Intanto stanno tutti bene gli 84 immigrati che, da ieri mattina, affollano la palestra comunale, in attesa di essere trasferiti presso il centro di primissima accoglienza del magazzino della Dogana di Pozzallo. E migliorano sensibilmente le condizioni dell’extracomunitario ricoverato per problemi alle vie respiratorie al nosocomio modicano del «Maggiore».

Già oggi, se i medici lo permetteranno, sarà ricondotto insieme al grosso del gruppo, all’interno della palestra comunale. Sono continuati anche ieri, inoltre, gli interrogatori da parte degli agenti della Questura di Ragusa per accertare le modalità della traversata. Sembra siano bastati solo 600 dollari americani, dollaro più dollaro meno, per attraversare il mar Mediteranno alla ricerca di benessere e di una vita migliore. La notizia più rilevante, però, è che la maggior parte degli immigrati risulta essere di origine libica.

Non più, quindi, somali, presenti comunque in numero minore, ma bensì Libia e Marocco, a testimoniare che sulle coste libiche, da dove verosimilmente sono partiti gli immigrati, c’è la «fila» delle diverse etnie per trovare un posto utile per la traversata. Smentita, nel pomeriggio, la notizia che parlava anche di un morto, verificatosi durante la traversata. Sul fronte degli sbarchi, infine, ieri c’è stata «calma piatta» con le motovedette Cp888 della Guardia Costiera e le motovedette della sezione operativa navale delle Fiamme Gialle di Pozzallo che hanno perlustrato le acque territoriali, senza, però, trovare nuove «carrette».

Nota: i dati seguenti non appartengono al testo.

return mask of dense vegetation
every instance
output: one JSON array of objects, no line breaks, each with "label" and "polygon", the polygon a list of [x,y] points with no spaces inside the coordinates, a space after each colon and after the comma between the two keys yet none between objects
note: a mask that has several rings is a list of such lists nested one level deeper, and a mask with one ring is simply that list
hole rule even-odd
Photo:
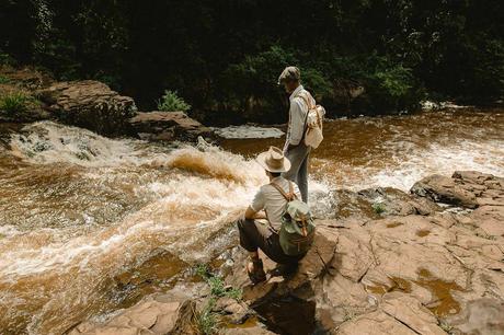
[{"label": "dense vegetation", "polygon": [[102,80],[140,108],[177,91],[207,122],[284,120],[286,65],[333,113],[399,112],[425,97],[491,103],[504,95],[503,36],[501,0],[0,3],[0,61]]}]

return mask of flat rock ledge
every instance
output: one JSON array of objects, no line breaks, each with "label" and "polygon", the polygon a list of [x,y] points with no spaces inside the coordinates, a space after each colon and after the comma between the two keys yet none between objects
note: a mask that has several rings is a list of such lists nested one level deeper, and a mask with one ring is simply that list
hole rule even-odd
[{"label": "flat rock ledge", "polygon": [[[245,253],[226,253],[220,270],[243,299],[221,298],[216,309],[242,326],[222,334],[504,334],[504,178],[456,172],[426,177],[411,194],[376,188],[336,198],[358,206],[317,221],[314,245],[289,277],[268,274],[252,286]],[[385,210],[373,215],[366,206],[377,199]],[[271,272],[275,264],[264,259]],[[190,311],[201,305],[202,298],[151,296],[70,334],[197,334]]]},{"label": "flat rock ledge", "polygon": [[194,141],[198,136],[207,137],[211,134],[210,128],[183,112],[142,112],[128,123],[136,136],[150,141]]},{"label": "flat rock ledge", "polygon": [[95,80],[57,82],[37,92],[56,118],[101,135],[122,135],[137,107],[129,96],[119,95]]},{"label": "flat rock ledge", "polygon": [[[314,246],[290,278],[252,286],[245,255],[234,257],[228,282],[243,288],[272,330],[504,334],[504,178],[456,172],[422,180],[411,195],[381,188],[357,196],[351,204],[362,209],[379,196],[389,213],[319,220]],[[303,308],[283,319],[272,308],[283,302]]]}]

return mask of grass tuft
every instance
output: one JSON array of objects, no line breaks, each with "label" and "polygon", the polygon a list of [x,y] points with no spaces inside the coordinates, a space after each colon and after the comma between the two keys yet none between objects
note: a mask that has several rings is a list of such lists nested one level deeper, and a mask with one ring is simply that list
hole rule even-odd
[{"label": "grass tuft", "polygon": [[213,274],[206,264],[199,264],[195,267],[196,275],[202,277],[210,287],[210,294],[215,298],[228,297],[240,301],[242,299],[242,290],[237,288],[226,287],[222,277]]},{"label": "grass tuft", "polygon": [[219,325],[217,321],[218,315],[217,313],[211,311],[214,309],[214,305],[215,299],[213,298],[208,300],[203,310],[194,313],[194,323],[197,334],[211,335],[217,334],[219,332]]},{"label": "grass tuft", "polygon": [[163,112],[187,112],[191,105],[180,97],[176,91],[164,91],[163,96],[158,100],[158,109]]}]

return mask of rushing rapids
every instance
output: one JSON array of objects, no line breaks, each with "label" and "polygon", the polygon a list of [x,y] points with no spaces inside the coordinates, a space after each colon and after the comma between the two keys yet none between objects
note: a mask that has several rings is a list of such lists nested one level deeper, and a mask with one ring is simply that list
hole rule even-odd
[{"label": "rushing rapids", "polygon": [[[323,217],[334,188],[408,189],[455,170],[504,175],[503,130],[504,114],[476,111],[328,123],[311,201]],[[251,155],[280,142],[226,140],[225,151],[54,123],[0,128],[2,333],[62,333],[236,243],[229,222],[266,180]]]}]

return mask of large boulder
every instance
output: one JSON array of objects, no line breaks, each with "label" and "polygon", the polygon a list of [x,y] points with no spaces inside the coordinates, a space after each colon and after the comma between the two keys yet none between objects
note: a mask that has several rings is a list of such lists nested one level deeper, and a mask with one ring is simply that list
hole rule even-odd
[{"label": "large boulder", "polygon": [[60,122],[102,135],[121,135],[137,114],[135,102],[94,81],[58,82],[38,91],[46,109]]},{"label": "large boulder", "polygon": [[436,203],[467,208],[504,203],[504,178],[474,171],[458,171],[451,177],[431,175],[416,182],[411,193]]},{"label": "large boulder", "polygon": [[138,113],[128,123],[133,131],[146,140],[194,140],[211,132],[183,112]]},{"label": "large boulder", "polygon": [[[504,301],[504,184],[472,172],[447,180],[424,181],[436,193],[426,199],[382,188],[342,193],[354,219],[318,220],[313,247],[295,275],[252,286],[245,253],[237,253],[227,282],[241,287],[247,303],[279,333],[445,334],[481,326],[492,334],[501,323],[484,315],[499,313]],[[480,207],[440,211],[432,203],[437,194]],[[369,211],[377,201],[379,216]],[[275,264],[263,258],[272,270]],[[485,297],[494,302],[471,302]],[[289,307],[289,319],[278,307]]]},{"label": "large boulder", "polygon": [[194,310],[192,300],[174,300],[167,294],[149,296],[105,324],[84,322],[69,335],[196,334]]}]

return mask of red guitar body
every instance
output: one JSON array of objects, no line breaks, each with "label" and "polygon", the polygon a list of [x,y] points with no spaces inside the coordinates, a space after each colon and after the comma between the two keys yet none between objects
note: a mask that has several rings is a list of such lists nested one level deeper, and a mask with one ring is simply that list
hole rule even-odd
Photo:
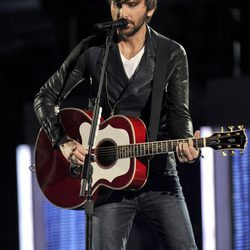
[{"label": "red guitar body", "polygon": [[[67,134],[88,148],[92,113],[67,108],[60,111],[60,116]],[[106,144],[117,146],[143,143],[145,140],[146,128],[140,119],[117,115],[100,124],[94,152]],[[79,195],[80,174],[72,175],[70,164],[60,150],[52,148],[43,129],[40,129],[35,145],[35,166],[39,187],[52,204],[66,209],[84,207],[86,197]],[[92,166],[95,204],[112,189],[140,189],[147,180],[148,167],[140,158],[97,160]]]}]

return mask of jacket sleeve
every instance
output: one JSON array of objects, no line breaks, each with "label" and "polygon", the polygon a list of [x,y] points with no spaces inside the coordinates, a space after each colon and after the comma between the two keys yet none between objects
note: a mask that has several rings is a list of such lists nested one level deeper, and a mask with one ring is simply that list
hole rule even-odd
[{"label": "jacket sleeve", "polygon": [[[40,88],[34,98],[34,111],[53,147],[66,138],[59,110],[63,99],[84,80],[83,53],[92,37],[82,40],[61,67]],[[80,56],[81,55],[81,56]]]},{"label": "jacket sleeve", "polygon": [[167,124],[171,138],[193,137],[189,111],[189,72],[185,49],[177,44],[174,69],[167,87]]}]

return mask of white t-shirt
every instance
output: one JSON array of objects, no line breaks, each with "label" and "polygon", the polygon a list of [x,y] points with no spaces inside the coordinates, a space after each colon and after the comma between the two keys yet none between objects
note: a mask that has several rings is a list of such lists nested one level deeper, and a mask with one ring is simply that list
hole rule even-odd
[{"label": "white t-shirt", "polygon": [[145,50],[145,46],[143,46],[143,48],[134,57],[130,59],[126,59],[120,52],[122,63],[123,63],[124,69],[129,79],[134,74],[137,66],[139,65],[141,58],[143,56],[144,50]]}]

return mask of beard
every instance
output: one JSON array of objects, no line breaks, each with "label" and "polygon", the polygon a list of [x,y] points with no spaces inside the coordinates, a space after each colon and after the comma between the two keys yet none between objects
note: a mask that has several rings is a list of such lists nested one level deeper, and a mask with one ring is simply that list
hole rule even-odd
[{"label": "beard", "polygon": [[131,28],[125,28],[125,29],[120,29],[118,31],[118,35],[123,37],[123,38],[129,38],[136,34],[141,27],[146,23],[147,20],[147,14],[145,13],[135,24],[134,22],[128,21],[128,24],[131,25]]}]

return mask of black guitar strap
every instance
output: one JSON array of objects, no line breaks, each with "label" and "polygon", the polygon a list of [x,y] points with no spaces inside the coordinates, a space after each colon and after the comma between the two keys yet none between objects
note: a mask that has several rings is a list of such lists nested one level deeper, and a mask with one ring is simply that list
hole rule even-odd
[{"label": "black guitar strap", "polygon": [[154,80],[152,86],[151,113],[149,120],[149,141],[156,141],[160,123],[162,96],[167,72],[167,38],[158,33]]}]

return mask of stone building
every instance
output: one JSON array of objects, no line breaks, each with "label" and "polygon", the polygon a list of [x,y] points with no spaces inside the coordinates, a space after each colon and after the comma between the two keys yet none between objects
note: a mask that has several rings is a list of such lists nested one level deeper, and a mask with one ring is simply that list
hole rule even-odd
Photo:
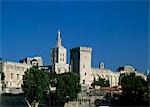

Infine, c’è da registrare l’intervento del sindaco di Pozzallo, Peppe Sulsenti, il quale ha accolto con soddisfazione la notizia della presentazione da parte dell’on. Nino Minardo di un emendamento alla Finanziaria 2008 con la quale si inserisce il comune di Pozzallo tra i beneficiari di una legge speciale che nel triennio 2008-2010 prevede l’erogazione di 15 milioni l’anno in favore dei comuni che danno assistenza ed accoglienza agli immigrati clandestini. << Noi da tempo ? dichiara il sindaco di Pozzallo, Peppe Sulsenti - abbiamo lanciato a tutti i parlamentari il messaggio di aiuto per l’attuale emergenza e siamo lieti che l’on. Nino Minardo sia intervenuto e si sia reso operativo in favore del comune di Pozzallo e del territorio tutto >>.